Fotográfia (1973) est le film le plus célèbre de Pál Zolnay, même s'il est quelque peu oublié de nos jours. Le film commence à Budapest la veille du Nouvel An. Pendant que les gens célèbrent, plusieurs photographes se promènent, prenant des photos qu'ils proposent ensuite à la vente à leurs sujets. La séquence est tournée d'une manière qui oscille entre le documentaire et la fiction. Parfois, les gens regardent droit dans l'objectif ; d'autres fois, l'objectif se concentre sur un individu qui s'avérera être le protagoniste. Il s'avère qu'il exerce lui-même le même métier, et il semble que ce qu'il vit cette nuit-là lui donne une idée commerciale.

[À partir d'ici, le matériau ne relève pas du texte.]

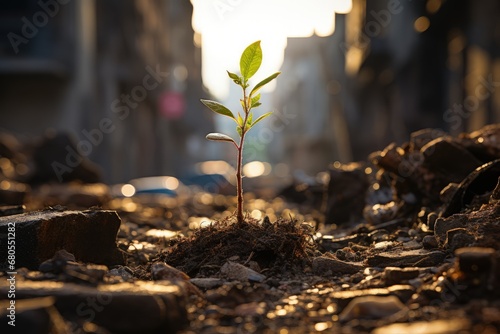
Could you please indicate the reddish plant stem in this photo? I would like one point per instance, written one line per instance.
(239, 176)
(239, 180)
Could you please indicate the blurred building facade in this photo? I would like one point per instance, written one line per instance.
(123, 76)
(391, 67)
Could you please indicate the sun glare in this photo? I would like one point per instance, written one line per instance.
(228, 26)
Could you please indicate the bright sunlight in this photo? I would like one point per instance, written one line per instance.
(224, 27)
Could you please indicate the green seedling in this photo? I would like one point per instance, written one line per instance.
(250, 62)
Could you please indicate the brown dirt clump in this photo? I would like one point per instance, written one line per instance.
(275, 246)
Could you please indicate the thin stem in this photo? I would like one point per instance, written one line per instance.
(239, 177)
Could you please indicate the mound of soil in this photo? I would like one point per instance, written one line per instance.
(276, 247)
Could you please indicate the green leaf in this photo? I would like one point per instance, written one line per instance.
(219, 137)
(255, 101)
(218, 108)
(261, 118)
(235, 77)
(249, 121)
(264, 82)
(250, 61)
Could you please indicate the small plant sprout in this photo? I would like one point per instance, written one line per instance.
(250, 62)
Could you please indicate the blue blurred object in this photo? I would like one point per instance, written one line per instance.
(164, 185)
(213, 183)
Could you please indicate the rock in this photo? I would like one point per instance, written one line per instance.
(449, 159)
(395, 275)
(123, 272)
(481, 181)
(57, 263)
(162, 271)
(37, 315)
(13, 193)
(475, 260)
(142, 307)
(239, 272)
(89, 235)
(373, 307)
(402, 291)
(412, 258)
(458, 238)
(10, 210)
(324, 265)
(448, 326)
(430, 242)
(328, 243)
(207, 282)
(443, 225)
(346, 193)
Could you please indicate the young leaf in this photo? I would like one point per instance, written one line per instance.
(240, 120)
(219, 137)
(255, 101)
(249, 120)
(250, 61)
(218, 108)
(261, 118)
(264, 82)
(235, 77)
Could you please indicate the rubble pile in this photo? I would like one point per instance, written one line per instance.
(409, 243)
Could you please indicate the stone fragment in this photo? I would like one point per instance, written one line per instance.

Avec un ami qui est retoucheur, il parcourra la campagne hongroise, photographiera des gens dans les villages et leur proposera de vendre leurs photos. Ils vont de village en village pour constater que les gens ont des points de vue variés sur le fait d'être photographiés. Une chose qu'ils semblent avoir en commun est qu'ils ne s'intéressent pas aux « vraies » photos, qu'ils jugent laides, mais demandent une retouche. L'idée initiale de Zolnay était que le film serait centré sur cette dichotomie, et qu'il y aurait une certaine tension entre les deux protagonistes. Il n'y avait pas de scénario, mais simplement quelques situations où les thèmes étaient censés être dépeints. Puis quelque chose s'est produit qui a changé le cours du film.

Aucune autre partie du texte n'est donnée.